After triggering a RemoveByTag call on the tag, it then started showing (and, as expected, has stuck around). We are primarily using GetOrSetAsync when capturing these, and in each place we're actively passing in the tags.

Example weird state:
HGET "sf-v2:TENANTIDENTIFIER:siteredirects" data
"{\"Value\":[],\"Timestamp\":638980440162818275,\"LogicalExpirationTimestamp\":638980442562818275,\"Tags\":[\"TENANTIDENTIFIER\"],\"Metadata\":{\"IsStale\":false,\"EagerExpirationTimestamp\":638980441122818275,\"Size\":1}}"

HGET "sf-v2:__fc:t:TENANTIDENTIFIER" data
(nil)

We're running this application in multiple nodes and relying on the backplane to keep things in sync. I suspect that if this tag hashset is missing for L2 that the app instances will start to deviate and it's possible each instance could have a different source of truth with regards to the tag expiration.

Originally I had suspected this was an issue with our redis instance. We use volitile_lru for evictions, but when evaluating our cluster, INFO shows there had been zero evictions, suggesting this object just never made it to Redis at all.

Another thought I had was that perhaps there was an exception or timeout on write to L2, but logs (currently have log level set to WARNING) show no errors related to fusioncache.

I brought this up here instead of as an issue primarily because I have no means to replicate it so at this point, my evidence is just the handful of instances like the example above. It's all anecdotal at this time, but something has resulted in L2 losing (or never getting) the tag hashset. I will keep looking, but wanted to pick brains for other things that could have resulted in this state.

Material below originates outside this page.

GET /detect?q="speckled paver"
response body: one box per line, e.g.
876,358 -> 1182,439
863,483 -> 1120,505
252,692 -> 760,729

one more data point, this app is running in >12 instances and doing >1 million caching operations/sec, so it's definitely not outside the realm of possibility that it's a contention issue, memory issue, heap issue; we've seen other weird behaviors happen at this scale in the past.

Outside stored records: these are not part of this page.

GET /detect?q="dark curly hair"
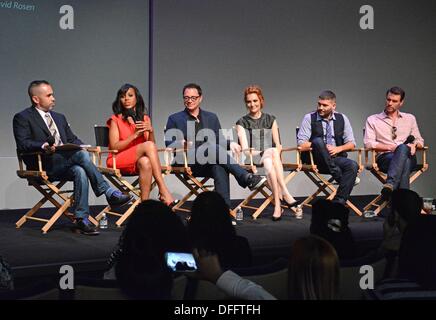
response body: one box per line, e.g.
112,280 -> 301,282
112,83 -> 148,121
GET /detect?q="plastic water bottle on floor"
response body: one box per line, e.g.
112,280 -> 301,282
295,204 -> 303,219
236,207 -> 244,221
99,213 -> 108,229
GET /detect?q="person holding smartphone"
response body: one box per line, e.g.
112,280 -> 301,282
107,84 -> 177,207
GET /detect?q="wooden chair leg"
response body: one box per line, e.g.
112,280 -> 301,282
115,199 -> 141,227
41,199 -> 71,234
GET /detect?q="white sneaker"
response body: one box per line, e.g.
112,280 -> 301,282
332,177 -> 360,187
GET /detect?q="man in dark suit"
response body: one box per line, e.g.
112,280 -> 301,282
13,80 -> 131,235
165,83 -> 266,207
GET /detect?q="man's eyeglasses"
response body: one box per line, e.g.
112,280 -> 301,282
392,127 -> 397,140
183,96 -> 200,102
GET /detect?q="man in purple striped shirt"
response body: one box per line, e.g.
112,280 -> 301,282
363,87 -> 424,199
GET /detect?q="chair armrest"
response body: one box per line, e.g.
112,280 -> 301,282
17,151 -> 45,174
157,146 -> 190,171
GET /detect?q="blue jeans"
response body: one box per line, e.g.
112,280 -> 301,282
191,145 -> 248,207
377,144 -> 416,190
312,138 -> 359,203
45,150 -> 109,219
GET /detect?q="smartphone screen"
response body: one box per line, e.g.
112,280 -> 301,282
165,252 -> 197,272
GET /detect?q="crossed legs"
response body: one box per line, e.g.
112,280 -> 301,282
136,141 -> 174,205
261,148 -> 295,218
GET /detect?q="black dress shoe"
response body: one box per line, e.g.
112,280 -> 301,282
168,199 -> 180,209
75,219 -> 100,236
381,183 -> 394,201
107,190 -> 132,208
247,173 -> 266,191
271,216 -> 282,222
280,199 -> 303,210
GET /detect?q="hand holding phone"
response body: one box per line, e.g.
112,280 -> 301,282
165,252 -> 197,272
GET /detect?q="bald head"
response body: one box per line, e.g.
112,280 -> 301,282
27,80 -> 55,112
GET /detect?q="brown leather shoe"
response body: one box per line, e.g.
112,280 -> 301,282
74,219 -> 100,236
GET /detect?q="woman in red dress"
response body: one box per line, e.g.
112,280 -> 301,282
107,84 -> 176,206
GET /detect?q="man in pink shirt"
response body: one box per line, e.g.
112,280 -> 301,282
363,87 -> 424,199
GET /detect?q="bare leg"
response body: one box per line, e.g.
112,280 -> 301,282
267,148 -> 295,203
136,141 -> 174,205
136,157 -> 152,201
262,154 -> 282,218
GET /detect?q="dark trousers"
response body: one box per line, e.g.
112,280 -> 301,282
186,145 -> 248,207
377,144 -> 416,189
312,138 -> 359,203
45,150 -> 109,218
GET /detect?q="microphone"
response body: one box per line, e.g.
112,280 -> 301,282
46,135 -> 56,147
404,135 -> 415,144
126,109 -> 136,124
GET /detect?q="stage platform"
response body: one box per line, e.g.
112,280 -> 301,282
0,196 -> 383,279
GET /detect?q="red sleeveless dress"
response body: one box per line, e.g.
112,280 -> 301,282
106,114 -> 150,174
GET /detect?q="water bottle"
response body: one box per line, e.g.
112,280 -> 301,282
99,213 -> 107,229
295,204 -> 303,219
236,207 -> 244,221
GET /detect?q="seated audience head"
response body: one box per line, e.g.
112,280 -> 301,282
391,189 -> 423,223
288,235 -> 339,300
188,191 -> 252,268
112,83 -> 147,121
383,189 -> 423,252
188,191 -> 236,253
310,199 -> 355,259
398,215 -> 436,290
116,200 -> 191,299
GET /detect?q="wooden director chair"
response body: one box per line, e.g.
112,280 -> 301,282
93,125 -> 147,227
296,127 -> 364,216
16,152 -> 97,234
162,127 -> 215,215
363,146 -> 428,215
93,125 -> 203,227
233,127 -> 300,220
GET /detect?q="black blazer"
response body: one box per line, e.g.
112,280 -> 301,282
13,106 -> 83,168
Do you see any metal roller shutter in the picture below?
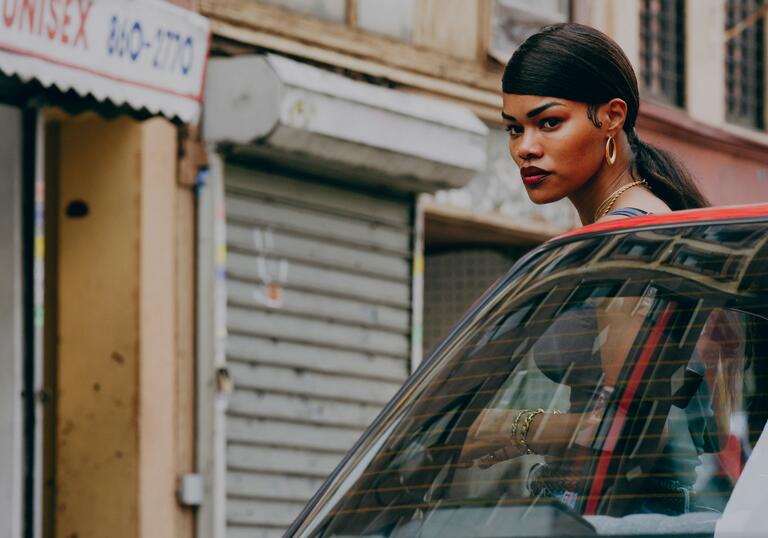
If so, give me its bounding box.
[225,163,413,538]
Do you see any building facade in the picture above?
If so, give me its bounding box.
[0,0,768,537]
[0,0,209,538]
[197,0,768,536]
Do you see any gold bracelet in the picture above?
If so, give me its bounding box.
[509,409,530,445]
[520,408,544,454]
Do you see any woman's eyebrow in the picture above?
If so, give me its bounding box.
[501,101,565,122]
[526,101,565,118]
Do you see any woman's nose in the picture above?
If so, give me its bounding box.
[517,130,543,160]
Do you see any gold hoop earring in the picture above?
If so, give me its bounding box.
[605,136,616,166]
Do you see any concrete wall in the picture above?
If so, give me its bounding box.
[0,102,23,538]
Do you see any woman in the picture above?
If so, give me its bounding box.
[502,23,708,224]
[462,24,736,513]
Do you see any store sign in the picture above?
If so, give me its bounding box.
[0,0,209,121]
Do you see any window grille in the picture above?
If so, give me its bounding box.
[640,0,685,106]
[725,0,765,129]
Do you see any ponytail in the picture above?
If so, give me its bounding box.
[502,23,710,210]
[627,128,710,211]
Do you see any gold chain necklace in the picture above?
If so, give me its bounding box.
[592,179,648,222]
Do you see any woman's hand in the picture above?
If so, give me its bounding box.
[459,409,524,468]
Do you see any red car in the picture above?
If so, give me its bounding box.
[286,205,768,538]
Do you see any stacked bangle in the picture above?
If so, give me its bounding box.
[520,408,544,454]
[509,409,530,445]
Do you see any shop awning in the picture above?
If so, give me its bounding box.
[203,55,488,192]
[0,0,210,123]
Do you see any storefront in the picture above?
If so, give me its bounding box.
[198,56,487,536]
[0,0,209,537]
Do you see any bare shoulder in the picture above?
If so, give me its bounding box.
[614,189,672,215]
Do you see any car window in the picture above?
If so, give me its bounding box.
[292,220,768,537]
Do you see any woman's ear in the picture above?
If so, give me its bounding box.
[603,97,627,133]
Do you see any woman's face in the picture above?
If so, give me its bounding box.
[502,93,607,204]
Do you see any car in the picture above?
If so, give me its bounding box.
[286,205,768,538]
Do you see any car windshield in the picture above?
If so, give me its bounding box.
[295,223,768,538]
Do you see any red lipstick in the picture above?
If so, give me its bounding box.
[520,166,552,185]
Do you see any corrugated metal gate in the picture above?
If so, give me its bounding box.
[225,164,413,538]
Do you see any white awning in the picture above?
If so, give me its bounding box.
[203,55,488,191]
[0,0,210,123]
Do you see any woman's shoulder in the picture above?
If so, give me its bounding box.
[605,207,653,217]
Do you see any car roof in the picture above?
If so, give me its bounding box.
[551,204,768,241]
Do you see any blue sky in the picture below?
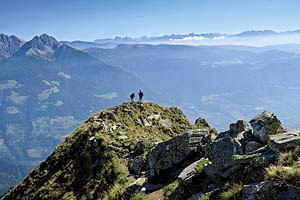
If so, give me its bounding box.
[0,0,300,41]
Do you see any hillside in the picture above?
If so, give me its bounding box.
[1,102,212,200]
[85,44,300,130]
[0,102,300,200]
[0,34,162,161]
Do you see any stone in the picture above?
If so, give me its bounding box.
[242,181,275,200]
[129,155,146,175]
[148,129,211,177]
[217,120,250,139]
[203,136,243,170]
[195,117,209,127]
[244,141,263,154]
[178,160,200,184]
[268,129,300,152]
[249,111,287,143]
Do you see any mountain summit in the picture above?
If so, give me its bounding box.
[1,102,207,200]
[0,102,300,200]
[0,33,24,60]
[15,34,61,60]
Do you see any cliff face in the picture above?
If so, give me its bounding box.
[1,103,211,200]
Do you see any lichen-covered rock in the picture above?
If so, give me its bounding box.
[244,141,263,154]
[195,117,209,127]
[203,136,243,170]
[217,120,250,139]
[129,155,146,175]
[268,129,300,152]
[148,129,211,176]
[178,160,200,184]
[249,111,286,143]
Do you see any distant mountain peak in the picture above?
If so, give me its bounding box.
[16,34,61,60]
[29,34,59,50]
[0,33,24,58]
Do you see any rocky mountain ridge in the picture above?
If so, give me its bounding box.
[0,33,24,61]
[0,34,159,164]
[1,102,300,200]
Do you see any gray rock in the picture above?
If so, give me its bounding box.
[217,120,250,139]
[250,111,286,143]
[268,129,300,152]
[242,181,275,200]
[148,129,211,177]
[178,160,204,184]
[195,117,209,127]
[203,136,243,170]
[244,141,263,154]
[129,155,146,175]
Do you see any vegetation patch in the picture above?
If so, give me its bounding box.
[130,192,145,200]
[265,147,300,187]
[220,184,243,200]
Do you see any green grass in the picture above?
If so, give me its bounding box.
[130,192,145,200]
[198,194,209,200]
[265,147,300,187]
[220,184,243,200]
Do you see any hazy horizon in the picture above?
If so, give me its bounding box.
[0,0,300,41]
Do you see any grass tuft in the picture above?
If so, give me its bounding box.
[220,184,243,200]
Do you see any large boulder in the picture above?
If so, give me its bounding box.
[129,155,146,175]
[217,120,250,139]
[203,136,243,170]
[249,111,287,143]
[268,129,300,152]
[148,129,211,177]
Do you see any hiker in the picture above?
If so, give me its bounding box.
[139,90,144,103]
[130,93,135,103]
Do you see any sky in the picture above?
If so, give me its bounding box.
[0,0,300,41]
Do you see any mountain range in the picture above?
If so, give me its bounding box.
[85,44,300,130]
[0,31,300,196]
[60,30,300,49]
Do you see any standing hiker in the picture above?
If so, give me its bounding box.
[139,90,144,103]
[130,93,135,103]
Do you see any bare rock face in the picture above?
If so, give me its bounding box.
[249,111,287,143]
[0,33,24,58]
[148,129,211,177]
[268,129,300,152]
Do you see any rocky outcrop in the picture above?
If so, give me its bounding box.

jodydonetti · 2025-11-07T01:05:29Z

jodydonetti
Nov 7, 2025
Maintainer

Hi @jrlost , hashsets are not used at all in FusionCache.

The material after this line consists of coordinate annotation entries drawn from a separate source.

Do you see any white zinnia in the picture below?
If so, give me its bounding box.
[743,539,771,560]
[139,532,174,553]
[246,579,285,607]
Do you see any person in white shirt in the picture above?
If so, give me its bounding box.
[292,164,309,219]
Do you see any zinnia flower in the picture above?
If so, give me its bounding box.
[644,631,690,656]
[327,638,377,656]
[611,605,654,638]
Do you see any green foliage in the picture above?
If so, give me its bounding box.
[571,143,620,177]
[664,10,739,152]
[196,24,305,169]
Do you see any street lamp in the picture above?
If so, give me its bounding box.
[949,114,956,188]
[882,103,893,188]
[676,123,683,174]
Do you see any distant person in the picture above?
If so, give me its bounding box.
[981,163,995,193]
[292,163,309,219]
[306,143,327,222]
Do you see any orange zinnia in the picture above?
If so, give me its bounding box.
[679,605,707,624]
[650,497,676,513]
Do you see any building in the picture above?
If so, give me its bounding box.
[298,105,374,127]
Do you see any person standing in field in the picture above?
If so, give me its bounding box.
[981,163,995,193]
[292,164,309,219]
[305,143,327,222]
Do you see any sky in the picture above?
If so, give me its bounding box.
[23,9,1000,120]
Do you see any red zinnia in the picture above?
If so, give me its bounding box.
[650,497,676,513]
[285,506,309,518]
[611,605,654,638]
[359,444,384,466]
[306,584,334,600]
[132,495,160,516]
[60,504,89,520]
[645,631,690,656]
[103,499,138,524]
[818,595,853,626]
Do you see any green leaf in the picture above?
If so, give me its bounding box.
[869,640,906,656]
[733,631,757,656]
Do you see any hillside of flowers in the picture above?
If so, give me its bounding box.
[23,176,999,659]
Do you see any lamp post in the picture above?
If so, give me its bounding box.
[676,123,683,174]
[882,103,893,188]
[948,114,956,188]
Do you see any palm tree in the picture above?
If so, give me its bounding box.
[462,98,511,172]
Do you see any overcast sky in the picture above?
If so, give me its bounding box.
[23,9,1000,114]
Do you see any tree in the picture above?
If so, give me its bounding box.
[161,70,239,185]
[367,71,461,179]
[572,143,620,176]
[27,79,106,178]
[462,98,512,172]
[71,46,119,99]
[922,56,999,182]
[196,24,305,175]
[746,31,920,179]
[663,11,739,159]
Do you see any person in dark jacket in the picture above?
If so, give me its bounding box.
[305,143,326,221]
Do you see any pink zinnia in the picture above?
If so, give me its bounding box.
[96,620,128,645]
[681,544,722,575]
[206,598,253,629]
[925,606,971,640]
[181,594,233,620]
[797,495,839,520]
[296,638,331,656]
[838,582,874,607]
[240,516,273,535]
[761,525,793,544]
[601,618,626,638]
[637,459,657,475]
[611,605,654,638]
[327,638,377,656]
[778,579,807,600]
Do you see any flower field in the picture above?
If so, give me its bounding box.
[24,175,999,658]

For more on the particular design, take a look at the related docs.

This design basically scales to infinity so even if you have, say, 1M entries all tagged with a certain tag:

there will not be a hashset with 1M entries
when calling RemoveByTag() it will not need to massively delete 1M entries and the observable result will be instantaneous

Hope this helps, let me know.

4 replies

jrlost Nov 7, 2025
Author

Hi @jrlost , hashsets are not used at all in FusionCache.

For more on the particular design, take a look at the related docs.

This design basically scales to infinity so even if you have, say, 1M entries all tagged with a certain tag:

there will not be a hashset with 1M entries

when calling RemoveByTag() it will not need to massively delete 1M entries and the observable result will be instantaneous

Hope this helps, let me know.

I think you misinterpreted what I said. The hashsets I am referring to are Redis hashes (note the HGET above), which we're using for L2.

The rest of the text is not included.